National consultations have sought feedback on the requirements of the proposed platform and the potential for a National One Stop Shop that at its core would:
- Provide all components of a national cross-government approvals platform within a central platform
- Provide an embedded next generation national clinical trials and research registry with automated registration to facilitate best-practice access to trials for patients and strategic capability for governments and stakeholders.
- Incorporate national clinical trials / research systems such as the clinical trial notification (CTN) and clinical trials approvals (CTA) schemes, relevant aspects of other systems such as the Good Clinical Practice Site Inspection Program and processes of the Gene Technology Regulator
- Embed the National Clinical Trials Governance Framework accreditation obligations and automated data, reports and processes to support the accreditation process
- Provide relevant research management, monitoring and compliance reporting functionality for different users, including safety and adverse event reporting, and annual human research ethics committee reporting, with dashboards for different users.
Following implementation, this platform would replace other national and jurisdictional systems. To achieve the desired reform outcomes, cross-jurisdictional governance arrangements with representation from all jurisdictional health departments, or their equivalent, and the TGA, the OGTR, the NHMRC and the Commission, will be needed to harmonise the approvals processes nationally. Such governance arrangements were strongly supported by key stakeholders during the consultations. Many stakeholders expressed the view that an innovative and intuitive approvals platform combining the functionality and with jurisdictional governance arrangements would make the research process significantly easier and less burdensome in Australia.
National SSA minimum requirements consultations
As part of the second phase of consultations, the Commission conducted consultations on the core elements of the national SSA. The aim of the single national SSA is to ensure a single process for local site risk assessment and authorisation for health-related human research. The goals of the national SSA are to:
- Minimise duplication and the administrative burden related to local site research authorisation
- Include above the line (national) requirements
- Include below the line (jurisdictional) requirements (these requirements do not include the consideration of jurisdictional legislation that would be undertaken at the time of ethical review)
- Enable direct sign-off to authorising officers.

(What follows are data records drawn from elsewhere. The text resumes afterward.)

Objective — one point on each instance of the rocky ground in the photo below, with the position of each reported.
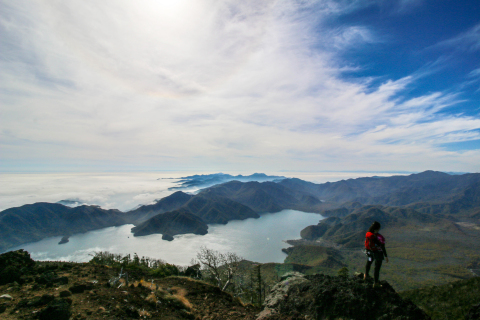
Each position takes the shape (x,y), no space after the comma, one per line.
(325,297)
(64,290)
(84,291)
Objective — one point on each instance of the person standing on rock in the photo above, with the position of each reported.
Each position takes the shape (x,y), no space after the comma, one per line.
(375,250)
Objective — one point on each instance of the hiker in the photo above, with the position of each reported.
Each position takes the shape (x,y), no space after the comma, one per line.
(375,250)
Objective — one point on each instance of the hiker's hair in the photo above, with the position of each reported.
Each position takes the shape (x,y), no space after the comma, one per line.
(375,226)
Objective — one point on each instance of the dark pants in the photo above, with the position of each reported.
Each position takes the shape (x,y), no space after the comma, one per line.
(378,258)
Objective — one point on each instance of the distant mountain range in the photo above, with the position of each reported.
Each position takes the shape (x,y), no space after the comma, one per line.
(208,180)
(352,204)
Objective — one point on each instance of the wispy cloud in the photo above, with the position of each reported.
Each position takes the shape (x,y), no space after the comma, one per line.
(231,84)
(467,41)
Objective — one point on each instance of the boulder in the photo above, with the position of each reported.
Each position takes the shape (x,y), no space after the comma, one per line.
(473,313)
(327,297)
(58,309)
(6,297)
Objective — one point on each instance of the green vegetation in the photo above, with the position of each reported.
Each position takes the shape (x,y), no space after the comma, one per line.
(449,301)
(155,267)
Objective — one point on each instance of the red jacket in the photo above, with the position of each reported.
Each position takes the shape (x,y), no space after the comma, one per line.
(375,242)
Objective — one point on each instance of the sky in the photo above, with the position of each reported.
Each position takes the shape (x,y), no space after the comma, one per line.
(222,85)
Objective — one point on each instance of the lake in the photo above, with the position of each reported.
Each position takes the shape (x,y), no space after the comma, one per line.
(259,240)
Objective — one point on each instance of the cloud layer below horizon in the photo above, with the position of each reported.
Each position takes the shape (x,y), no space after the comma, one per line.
(219,85)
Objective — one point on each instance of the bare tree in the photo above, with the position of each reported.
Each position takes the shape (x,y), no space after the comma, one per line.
(222,266)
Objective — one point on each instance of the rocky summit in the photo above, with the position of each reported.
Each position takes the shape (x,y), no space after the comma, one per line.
(320,296)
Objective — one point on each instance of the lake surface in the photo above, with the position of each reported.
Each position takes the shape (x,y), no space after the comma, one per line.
(259,240)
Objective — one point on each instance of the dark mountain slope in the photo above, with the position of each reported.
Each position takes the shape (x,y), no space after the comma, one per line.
(218,209)
(33,222)
(169,203)
(325,297)
(350,230)
(264,197)
(179,221)
(428,186)
(193,217)
(449,301)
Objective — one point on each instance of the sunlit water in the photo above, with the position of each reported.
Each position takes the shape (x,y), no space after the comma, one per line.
(259,240)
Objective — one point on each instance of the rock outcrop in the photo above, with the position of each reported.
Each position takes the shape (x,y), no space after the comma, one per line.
(325,297)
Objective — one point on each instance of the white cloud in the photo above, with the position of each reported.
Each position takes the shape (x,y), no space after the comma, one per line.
(205,84)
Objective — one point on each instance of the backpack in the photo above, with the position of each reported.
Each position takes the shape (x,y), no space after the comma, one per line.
(370,244)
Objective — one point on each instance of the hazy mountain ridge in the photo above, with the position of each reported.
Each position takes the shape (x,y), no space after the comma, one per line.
(207,180)
(33,222)
(171,223)
(454,197)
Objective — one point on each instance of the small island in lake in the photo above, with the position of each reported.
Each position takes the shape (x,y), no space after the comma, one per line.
(64,240)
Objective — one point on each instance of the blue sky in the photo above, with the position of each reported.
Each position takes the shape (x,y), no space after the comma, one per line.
(371,85)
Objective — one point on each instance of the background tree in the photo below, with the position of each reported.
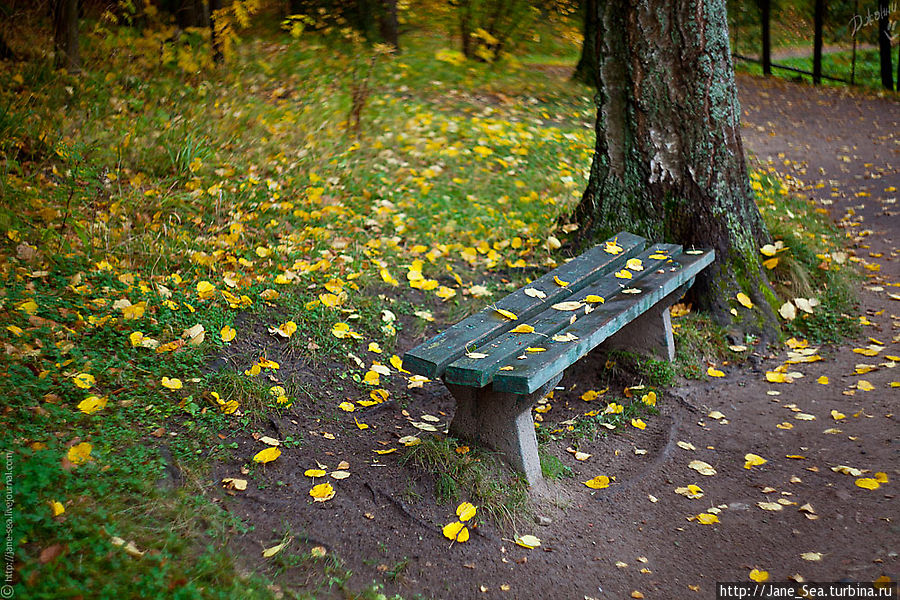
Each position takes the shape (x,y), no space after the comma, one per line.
(65,35)
(818,27)
(586,69)
(884,44)
(765,20)
(669,161)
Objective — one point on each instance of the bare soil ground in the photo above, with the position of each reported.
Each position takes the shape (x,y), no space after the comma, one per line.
(385,524)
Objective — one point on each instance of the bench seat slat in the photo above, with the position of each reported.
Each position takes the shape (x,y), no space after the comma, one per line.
(431,358)
(503,349)
(592,329)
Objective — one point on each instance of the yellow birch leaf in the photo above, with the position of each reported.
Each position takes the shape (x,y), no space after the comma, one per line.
(84,380)
(92,404)
(466,511)
(270,552)
(759,576)
(80,453)
(509,315)
(456,531)
(267,455)
(753,460)
(322,492)
(173,384)
(597,483)
(702,467)
(707,519)
(868,483)
(528,541)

An SSA Expert Reference Group was established to guide the consultations on the national SSA core elements with members nominated by the CTPRG. The Commission conducted four targeted consultations and two public webinars to ensure engagement with the broader sector in March 2022.
A national SSA survey was developed to collect feedback on the existing draft National SSA from the research community. The survey was published on the Commission’s website for two weeks on Monday 28 February 2022 and received 582 responses. In total, more than 842 individuals and groups participated in the national SSA consultations.

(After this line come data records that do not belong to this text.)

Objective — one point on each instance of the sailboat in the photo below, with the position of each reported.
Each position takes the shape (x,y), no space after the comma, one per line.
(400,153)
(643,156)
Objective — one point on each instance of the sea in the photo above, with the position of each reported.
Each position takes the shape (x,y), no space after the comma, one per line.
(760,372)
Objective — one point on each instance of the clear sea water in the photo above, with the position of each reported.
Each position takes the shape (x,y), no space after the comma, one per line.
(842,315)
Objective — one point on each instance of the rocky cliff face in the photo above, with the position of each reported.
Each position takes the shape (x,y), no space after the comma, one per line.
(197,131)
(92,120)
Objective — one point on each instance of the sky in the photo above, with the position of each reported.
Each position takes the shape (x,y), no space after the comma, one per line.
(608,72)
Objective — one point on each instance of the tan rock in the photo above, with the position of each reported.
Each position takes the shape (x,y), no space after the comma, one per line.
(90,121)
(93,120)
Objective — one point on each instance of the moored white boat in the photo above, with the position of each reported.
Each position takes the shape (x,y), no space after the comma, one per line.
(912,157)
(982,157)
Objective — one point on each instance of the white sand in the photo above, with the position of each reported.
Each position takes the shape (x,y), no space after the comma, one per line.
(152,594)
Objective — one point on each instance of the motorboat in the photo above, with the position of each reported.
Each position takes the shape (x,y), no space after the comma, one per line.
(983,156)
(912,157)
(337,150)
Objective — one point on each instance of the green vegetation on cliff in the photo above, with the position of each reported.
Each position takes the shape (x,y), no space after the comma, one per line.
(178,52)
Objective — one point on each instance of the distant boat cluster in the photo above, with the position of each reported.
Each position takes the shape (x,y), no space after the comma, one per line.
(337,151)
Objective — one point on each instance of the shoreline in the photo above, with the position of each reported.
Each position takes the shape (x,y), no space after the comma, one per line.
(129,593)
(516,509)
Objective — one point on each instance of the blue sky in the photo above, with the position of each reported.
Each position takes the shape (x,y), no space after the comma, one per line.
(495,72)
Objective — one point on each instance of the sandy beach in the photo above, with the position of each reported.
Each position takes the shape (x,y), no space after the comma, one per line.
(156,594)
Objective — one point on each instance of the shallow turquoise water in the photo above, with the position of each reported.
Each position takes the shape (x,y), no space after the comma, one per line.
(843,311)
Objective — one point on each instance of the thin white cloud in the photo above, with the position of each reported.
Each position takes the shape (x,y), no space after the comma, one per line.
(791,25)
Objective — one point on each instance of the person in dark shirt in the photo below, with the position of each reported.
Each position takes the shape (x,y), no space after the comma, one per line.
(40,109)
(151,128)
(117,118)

The CTPRG endorsed in principle the single national SSA core elements with agreed amendments for implementation via the National One Stop Shop subject to feedback through the second phase of national consultations. The SSA consultations are now closed.
National Clinical Trials Front Door
A range of views and options were explored throughout the consultations. There is broad support for a public facing website that acts as a central access point to facilitate connectivity for health researchers, sponsors, industry, primary carers, allied health and the community.